Many organizations are facing a challenging deadline on August 2. The rollout of the EU AI Act, which takes effect on that date, is no longer an issue for Workday. The company states that its ISO 42001 certification and compliance with a critical NIST framework provide sufficient assurance. Today, at the Dublin-based Innovation event, Workday is unveiling the governance approach that enables the platform’s customers to comply with AI legislation as well.
We spoke with Chandler Morse, Chief Corporate Affairs Officer at Workday, on our visit to the company’s Dublin office. He explains that Workday has been actively engaged in discussions with EU policymakers regarding AI legislation since 2019. It is therefore not surprising that this particular software provider is well prepared for the new law. Workday has consistently helped strike the right balance between innovation and risk mitigation.
The time pressure surrounding the EU AI Act is palpable, even for the lawmakers themselves. In March, the European Parliament approved amendments due to time constraints for implementation. Workday’s AI management system has already been thoroughly tested to ensure compliance with ISO 42001. It is the first global standard for AI management as we know it in 2026. By complying with this standard, Workday can legitimately claim to adhere to the guidelines in the NIST AI Risk Management Framework.
Actual impact
Beyond simply complying with legislation, you want the spirit of those laws to be reflected in the software products that must be compliant. Morse states that Workday is striving to achieve the goals of sovereignty in a technical sense. This boils down to control and transparency regarding the location, management, and processing of business data.
“Human-in-the-loop” is the classic term for the use of AI with certain safeguards; Workday also explicitly mentions this. Consider agents that do not simply perform an action but explicitly request approval. These may still involve advanced, multi-step actions, but within Workday, such actions are subject to this restriction by default.

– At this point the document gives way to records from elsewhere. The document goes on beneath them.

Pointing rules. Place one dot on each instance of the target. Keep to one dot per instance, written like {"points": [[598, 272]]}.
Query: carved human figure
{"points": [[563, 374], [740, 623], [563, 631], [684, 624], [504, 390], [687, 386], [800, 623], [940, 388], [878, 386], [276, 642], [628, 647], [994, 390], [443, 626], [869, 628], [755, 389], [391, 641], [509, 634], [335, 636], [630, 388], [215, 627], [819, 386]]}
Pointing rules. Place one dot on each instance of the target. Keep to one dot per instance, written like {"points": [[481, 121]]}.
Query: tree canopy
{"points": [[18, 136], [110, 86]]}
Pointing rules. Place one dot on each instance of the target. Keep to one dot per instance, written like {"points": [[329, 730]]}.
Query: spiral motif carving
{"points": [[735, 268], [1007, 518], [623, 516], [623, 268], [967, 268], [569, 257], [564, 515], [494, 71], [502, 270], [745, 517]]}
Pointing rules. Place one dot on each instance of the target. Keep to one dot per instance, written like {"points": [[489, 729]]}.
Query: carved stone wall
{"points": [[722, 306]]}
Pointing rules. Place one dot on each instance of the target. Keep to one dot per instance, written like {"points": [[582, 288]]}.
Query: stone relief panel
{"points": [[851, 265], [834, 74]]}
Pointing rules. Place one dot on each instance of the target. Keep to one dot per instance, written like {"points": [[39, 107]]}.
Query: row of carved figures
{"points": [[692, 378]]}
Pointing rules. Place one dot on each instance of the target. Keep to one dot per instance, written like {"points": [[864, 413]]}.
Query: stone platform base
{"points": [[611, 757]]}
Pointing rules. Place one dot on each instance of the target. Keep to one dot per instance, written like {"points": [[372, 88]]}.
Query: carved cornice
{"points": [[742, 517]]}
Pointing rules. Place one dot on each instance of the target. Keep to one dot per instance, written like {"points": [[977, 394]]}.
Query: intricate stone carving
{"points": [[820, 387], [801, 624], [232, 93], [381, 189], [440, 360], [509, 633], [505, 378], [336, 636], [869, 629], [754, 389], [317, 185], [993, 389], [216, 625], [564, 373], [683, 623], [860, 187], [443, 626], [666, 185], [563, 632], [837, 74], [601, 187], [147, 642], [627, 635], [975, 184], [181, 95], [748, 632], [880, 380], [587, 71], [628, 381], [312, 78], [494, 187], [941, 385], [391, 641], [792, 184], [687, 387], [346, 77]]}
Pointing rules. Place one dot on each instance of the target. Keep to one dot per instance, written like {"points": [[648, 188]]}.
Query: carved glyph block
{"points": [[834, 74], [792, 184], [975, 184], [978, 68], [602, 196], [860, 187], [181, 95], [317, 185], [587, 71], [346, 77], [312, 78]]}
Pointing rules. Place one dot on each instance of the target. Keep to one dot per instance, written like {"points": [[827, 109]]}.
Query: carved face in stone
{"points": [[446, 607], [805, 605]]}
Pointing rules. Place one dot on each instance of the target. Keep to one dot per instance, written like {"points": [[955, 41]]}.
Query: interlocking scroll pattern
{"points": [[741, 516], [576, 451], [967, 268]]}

That does not mean, however, that autonomy should be equated with isolation, according to Morse.
Workday has been laying the foundation for this safe approach for several years, states Chief Legal Officer Rich Sauer.. Since 2022, Workday has been running a so-called “dedicated responsible AI” program. The risk assessment is directly linked to the Annex III categories of the EU AI Act. In non-legal terms, these are the sections of the legislation that define high-risk AI, including the requirement for demonstrable human intervention in key decisions made by software systems.
Based on these regulations, Workday applies a layered control framework. The intensity of measures is tailored to the potential impact of an AI system, which can vary significantly. But Morse points to something more overarching: “We believe that smart AI safeguards are crucial for building trust, and we don’t think they’re inconsistent with driving innovation.”
Human Oversight and Traceability
Workday has also enhanced logging and traceability for audits, incident response, and monitoring. Although this involves measuring basic IT actions, these are increasingly being performed by AI agents.
But Workday also tracks people themselves—specifically, their AI usage. So-called “champions” will lead the way among the workforce in promoting best practices. For customers, there will also be a collaborative aspect to learning how to work with AI. AI Fact Sheets, in-app notifications within Workday, and AI disclosures are designed to drive transparency without discouraging AI use.
For employees, Workday has rolled out the EverydayAI program, including a network of AI champions. Customers receive AI Fact Sheets, in-product notifications, and generative AI disclosures. Further developments will undoubtedly follow. Earlier this year, Workday integrated the AI tool Sana—acquired for $1.1 billion—into its platform within four months.
Workday clarifies its position
Workday advocates for better guidance on classifying high-risk AI. That aspect of the EU AI Act is also set in stone, Morse notes. The company wants a single, consistent enforcement mechanism through the EU AI Office, without additional overlapping regulations. That will remain a challenge for Brussels, especially since AI actually runs—and will continue to run—across the entire spectrum of IT systems. Consider GDPR considerations for the use of personal data by AI agents or the use of AI to enhance security levels and thereby comply with cybersecurity legislation.
Workday itself states that its platform is therefore more than ready for AI legislation. The IT industry as a whole does not appear to be, or cannot demonstrate this in the same way with an ISO certificate. Morse does not entirely agree with this assessment. Rather, he points out that the degree of readiness and compliance is a competitive advantage, one of the “rare ways to differentiate yourself.”
One could argue that software companies could not inherently be ready for the EU AI Act because it is highly volatile. Nevertheless, Morse is positive about the fundamental nature of the legislation, which he believes has not changed arbitrarily. We argue that AI systems are evolving too quickly for consistent legislation that was primarily drafted in 2023. Three years have passed, but Morse believes that the emphasis on risk management—and thus the “currency of trust”—has remained the same.